His credits include the theatrical films The Life Before This; Blood; The Resurrection of Tony Gitone; and Paris, France. Television films include The Death and Life of Nancy Eaton, Net Worth, Lives of the Saints, Shania: A Life in Eight Albums, Chasing Cain, Trudeau, Victor, and Dragon Boys.
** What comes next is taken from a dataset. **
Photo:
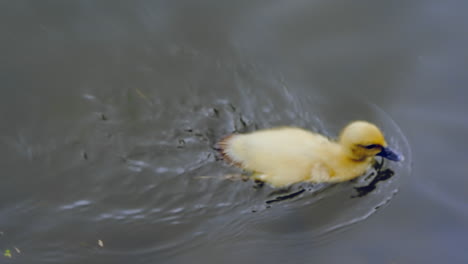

He has also directed episodic television, including Bomb Girls, Being Erica, Straight Up, ReGenesis, and King. In 2015, he directed episodes of the CBC sitcom Schitt's Creek. In 2016, he directed three episodes of the television miniseries 21 Thunder, which debuted on CBC in 2017.

==Filmography==

Directed features
| Year | Title |
|---|---|
| 1985 | Psycho Girls |
| 1987 | Graveyard Shift |
| 1988 | The Understudy: Graveyard Shift II |
| 1993 | Paris, France |
| 1995 | Net Worth |
| 2002 | Trudeau |
| 2004 | Blood |
| 2005 | Murder in the Hamptons |
| 2005 | Shania: A Life in Eight Albums |
| 2008 | Victor |
| 2008 | Wisegal |
| 2008 | The Terrorist Next Door |
| 2008 | The Call |
| 2009 | Killer Hair |
| 2009 | Hostile Makeover |
| 2011 | John A.: Birth of a Country |
| 2013 | The Resurrection of Tony Gitone |
| 2013 | Holidaze |
| 2016 | Love's Complicated |
| 2019 | Lie Exposed |
| 2019 | Turkey Drop |
| 2021 | Angel Falls Christmas |
| 2021 | Two for the Win |
| 2024 | Hot Frosty |
| 2025 | Joy to the World |

== Awards ==
Ciccoritti has been nominated for and won several Gemini Awards, including a record number of wins for Best Director (Television). He won the inaugural Canadian Screen Award for Best Direction in a Dramatic Program or Mini-Series for the CBC TV movie John A.: Birth of a Country.

Blood was nominated for a Genie Award for Best Original Screenplay at the 25th Genie Awards, and Ciccoritti was also nominated for a Directors Award for Best Direction in a Feature Film for the movie. Ciccoritti has won three awards from the Directors Guild of Canada.